La expansión de la corrupción en la España actual propicia que esta se asemeje cada vez más a un cenagal, mejor, a un albañal. Mires donde mires, todo huele a podrido. Metas donde metas la mano vas a sacarla manchada de porquería y mugre. Mis palabras por muy duras que parezcan, todavía se quedan cortas para reflejar el estado generalizado de esta lacra inmunda. Siendo ya mucha, a los españoles nos han entrenado a desayunarnos un día tras otro con nuevos y gravísimos casos de esta epidemia, de momento incurable. Lo que no quita que muchos profundamente encabronados gritemos: ¡Ya vale! ¡Esto tendrá algún límite! Parece que no. Nuestra capacidad de sorpresa y paciencia en este tema son ilimitadas. De ahí que proliferen sentimientos diversos, una mezcla de asco y hartazgo.
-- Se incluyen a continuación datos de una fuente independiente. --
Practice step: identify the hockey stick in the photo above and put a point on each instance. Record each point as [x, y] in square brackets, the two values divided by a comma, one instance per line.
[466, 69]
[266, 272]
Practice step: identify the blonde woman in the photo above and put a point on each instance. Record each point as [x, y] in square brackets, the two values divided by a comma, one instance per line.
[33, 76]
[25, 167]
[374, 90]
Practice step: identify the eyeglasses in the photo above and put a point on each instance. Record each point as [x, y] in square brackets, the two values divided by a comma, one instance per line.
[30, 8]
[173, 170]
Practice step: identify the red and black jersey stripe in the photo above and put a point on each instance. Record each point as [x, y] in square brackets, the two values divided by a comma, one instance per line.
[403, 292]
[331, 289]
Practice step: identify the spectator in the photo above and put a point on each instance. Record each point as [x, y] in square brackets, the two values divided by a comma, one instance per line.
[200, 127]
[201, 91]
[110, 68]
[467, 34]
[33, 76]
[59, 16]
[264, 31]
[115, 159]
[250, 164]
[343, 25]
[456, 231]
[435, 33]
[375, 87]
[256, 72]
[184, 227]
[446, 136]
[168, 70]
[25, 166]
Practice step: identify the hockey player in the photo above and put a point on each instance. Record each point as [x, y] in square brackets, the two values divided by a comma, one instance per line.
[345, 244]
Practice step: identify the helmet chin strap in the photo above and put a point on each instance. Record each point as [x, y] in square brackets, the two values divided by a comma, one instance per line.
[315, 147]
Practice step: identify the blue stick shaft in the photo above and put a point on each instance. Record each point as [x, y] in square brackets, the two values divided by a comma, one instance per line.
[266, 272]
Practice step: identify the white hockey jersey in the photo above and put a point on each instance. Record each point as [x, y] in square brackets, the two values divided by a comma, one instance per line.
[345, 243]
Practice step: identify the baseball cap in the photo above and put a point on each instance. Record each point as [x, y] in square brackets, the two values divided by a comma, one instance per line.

Sin embargo, sorprende que ante tantos desmanes todavía no se haya producido una respuesta contundente en esta sociedad. Si no ha sido así quizá sea porque como dijo Silvela en un artículo centenario España sin pulso "Los doctores de la política y los facultativos de cabecera estudiarán, sin duda, el mal: discurrirán sobre sus orígenes, su clasificación y sus remedios; pero el más ajeno a la ciencia que preste alguna atención a asuntos públicos observa este singular estado de España: donde quiera que se ponga el tacto, no se encuentra el pulso". De otra manera sería inexplicable que todavía al PP obtenga un 31,9% de los votos y el PSOE un 26,2 %, según el último barómetro del Centro de Investigaciones Sociológicas (CIS).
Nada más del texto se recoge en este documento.